GenEd remains the higher ed legacy of post WW II and it doesn’t really even matter if most agree that is not very useful – it will persist and we will keep wasting faculty time (and nttf time) teaching largely useless courses.
dog, are you insinuating that nttf are not faculty? Your comment about “wasting faculty time (and nttf time)” with “nttf” in parentheses sends a message. Why not just faculty?
Also, what are the long-term costs of not committing to change and creating short-term, temporary adjustments?
dog’s don’t insinuate – we don’t even know what that means.
How about – waste teaching time (I don’t care who teaches these useless courses)

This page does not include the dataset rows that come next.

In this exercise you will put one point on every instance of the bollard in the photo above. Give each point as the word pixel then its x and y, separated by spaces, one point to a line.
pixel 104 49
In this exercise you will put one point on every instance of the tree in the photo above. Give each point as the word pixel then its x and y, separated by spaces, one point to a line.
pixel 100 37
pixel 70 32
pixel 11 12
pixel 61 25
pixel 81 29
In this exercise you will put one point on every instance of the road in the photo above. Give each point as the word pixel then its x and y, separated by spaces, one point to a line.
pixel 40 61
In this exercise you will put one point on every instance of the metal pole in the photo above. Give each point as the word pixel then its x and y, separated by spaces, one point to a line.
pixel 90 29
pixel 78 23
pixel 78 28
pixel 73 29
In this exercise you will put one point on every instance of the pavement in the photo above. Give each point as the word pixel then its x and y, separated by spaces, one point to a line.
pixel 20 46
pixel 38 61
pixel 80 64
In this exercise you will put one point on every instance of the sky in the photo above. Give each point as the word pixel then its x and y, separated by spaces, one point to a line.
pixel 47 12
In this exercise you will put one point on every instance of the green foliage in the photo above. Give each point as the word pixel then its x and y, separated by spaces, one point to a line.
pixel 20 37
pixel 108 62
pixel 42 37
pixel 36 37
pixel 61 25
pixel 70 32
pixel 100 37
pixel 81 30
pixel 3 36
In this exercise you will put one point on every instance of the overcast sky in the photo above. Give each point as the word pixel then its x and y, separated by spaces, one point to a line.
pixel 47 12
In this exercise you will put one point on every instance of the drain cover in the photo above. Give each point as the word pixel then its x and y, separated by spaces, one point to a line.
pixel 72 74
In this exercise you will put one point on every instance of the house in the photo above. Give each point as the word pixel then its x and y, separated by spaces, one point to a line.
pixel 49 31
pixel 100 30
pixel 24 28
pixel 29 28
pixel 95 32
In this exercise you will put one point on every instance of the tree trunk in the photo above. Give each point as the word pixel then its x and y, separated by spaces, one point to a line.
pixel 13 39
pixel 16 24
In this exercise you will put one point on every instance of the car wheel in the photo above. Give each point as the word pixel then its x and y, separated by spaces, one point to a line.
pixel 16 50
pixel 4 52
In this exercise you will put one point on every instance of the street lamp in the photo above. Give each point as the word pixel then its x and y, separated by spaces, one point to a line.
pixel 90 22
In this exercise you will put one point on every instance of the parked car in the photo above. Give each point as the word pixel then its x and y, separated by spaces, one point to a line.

How do I know what the long term costs of anything are; dogs know nothing about the long term, the only thing we care about is to where to dig next …
I will venture some heresy here and risk being burned at the stake.
The European “Matura”, “baccalauréat”, the “Abitur”, the “A-Level” have all offered the equivalent of what we consider to be gen ed in the first years of university.
Alas, American secondary schools rarely provide such a program and such an exam.
I do realize many will consider the process and the exams to be stultifying, but if done well they do allow universities to offer more coherent programs for their students.
I am not optimistic that such a program will resonate well with many in the educations establishment but as someone who has seen the results of the various systems, I do believe that this solution has much to recommend it.